Nov. 22, 1999
KALAMAZOO -- Retailers are in a good mood this holiday shopping season, says a small business retailing expert in WMU's Department of Family and Consumer Sciences. Barbara J. Frazier, an instructor who teaches in the merchandizing major and textile and apparel studies major, says retailers expect to see a 4 to 6 percent increase in sales this year.
"The economy and employment are still good and the stock market is performing well," Frazier says. "The forecast is for consumers to be big spenders in ordinary gift-giving categories like apparel, toys and music."

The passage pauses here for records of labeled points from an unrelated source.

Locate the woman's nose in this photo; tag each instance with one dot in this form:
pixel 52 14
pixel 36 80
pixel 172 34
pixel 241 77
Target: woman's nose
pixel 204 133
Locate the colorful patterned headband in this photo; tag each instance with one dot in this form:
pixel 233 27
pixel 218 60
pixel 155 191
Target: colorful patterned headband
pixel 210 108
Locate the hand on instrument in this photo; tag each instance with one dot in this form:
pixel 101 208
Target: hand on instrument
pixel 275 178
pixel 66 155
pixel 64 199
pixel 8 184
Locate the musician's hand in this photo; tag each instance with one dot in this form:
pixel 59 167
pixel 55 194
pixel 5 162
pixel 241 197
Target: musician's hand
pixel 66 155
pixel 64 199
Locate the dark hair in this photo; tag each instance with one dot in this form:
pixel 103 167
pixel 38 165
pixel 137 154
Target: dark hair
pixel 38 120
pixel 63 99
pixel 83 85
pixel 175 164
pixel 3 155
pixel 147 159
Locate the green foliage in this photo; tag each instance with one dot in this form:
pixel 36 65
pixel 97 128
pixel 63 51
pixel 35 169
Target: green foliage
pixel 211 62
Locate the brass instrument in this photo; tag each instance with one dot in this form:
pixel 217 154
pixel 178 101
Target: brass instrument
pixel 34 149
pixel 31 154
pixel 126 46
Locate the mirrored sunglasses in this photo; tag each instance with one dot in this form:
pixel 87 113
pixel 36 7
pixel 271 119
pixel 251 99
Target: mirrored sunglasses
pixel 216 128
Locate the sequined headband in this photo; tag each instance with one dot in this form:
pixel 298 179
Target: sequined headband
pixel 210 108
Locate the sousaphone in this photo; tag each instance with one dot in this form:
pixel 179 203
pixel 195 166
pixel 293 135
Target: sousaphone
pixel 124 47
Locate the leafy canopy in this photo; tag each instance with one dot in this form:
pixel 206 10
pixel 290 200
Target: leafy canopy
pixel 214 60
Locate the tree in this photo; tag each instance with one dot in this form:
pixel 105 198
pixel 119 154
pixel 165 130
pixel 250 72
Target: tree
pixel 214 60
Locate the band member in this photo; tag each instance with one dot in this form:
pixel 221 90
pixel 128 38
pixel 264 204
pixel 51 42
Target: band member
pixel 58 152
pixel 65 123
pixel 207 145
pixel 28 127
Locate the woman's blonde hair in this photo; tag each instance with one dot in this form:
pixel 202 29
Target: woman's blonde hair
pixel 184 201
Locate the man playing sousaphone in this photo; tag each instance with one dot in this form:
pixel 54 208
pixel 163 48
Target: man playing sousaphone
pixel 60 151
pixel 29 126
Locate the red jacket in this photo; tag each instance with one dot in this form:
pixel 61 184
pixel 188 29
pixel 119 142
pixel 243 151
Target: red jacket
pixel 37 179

But she notes that the growing popularity of alternative shopping methods such as direct mail, catalogs, specialty stores and the Internet are affecting the way big retail chains do business, particularly in the way they market their products before Christmas and the way they promote and stock their stores after Dec. 25.
"The traditional holiday shopping season the day after Thanksgiving to the day before Christmas is a thing of the past," Frazier says. "Consumers are shopping earlier using alternative methods, so major retailers are having to be ready earlier or lose market share."
In addition, a huge 40 percent increase is expected this year in giving money and gift certificates. This means more consumers will visit stores after Christmas, so retailers will have to keep up their promotions, inventory and staff.
"Until about the last decade, you needed to have 50 percent-off sales to bring people into your store right after Christmas, Frazier says. "Now the week after Christmas is one of the biggest money makers for retailers."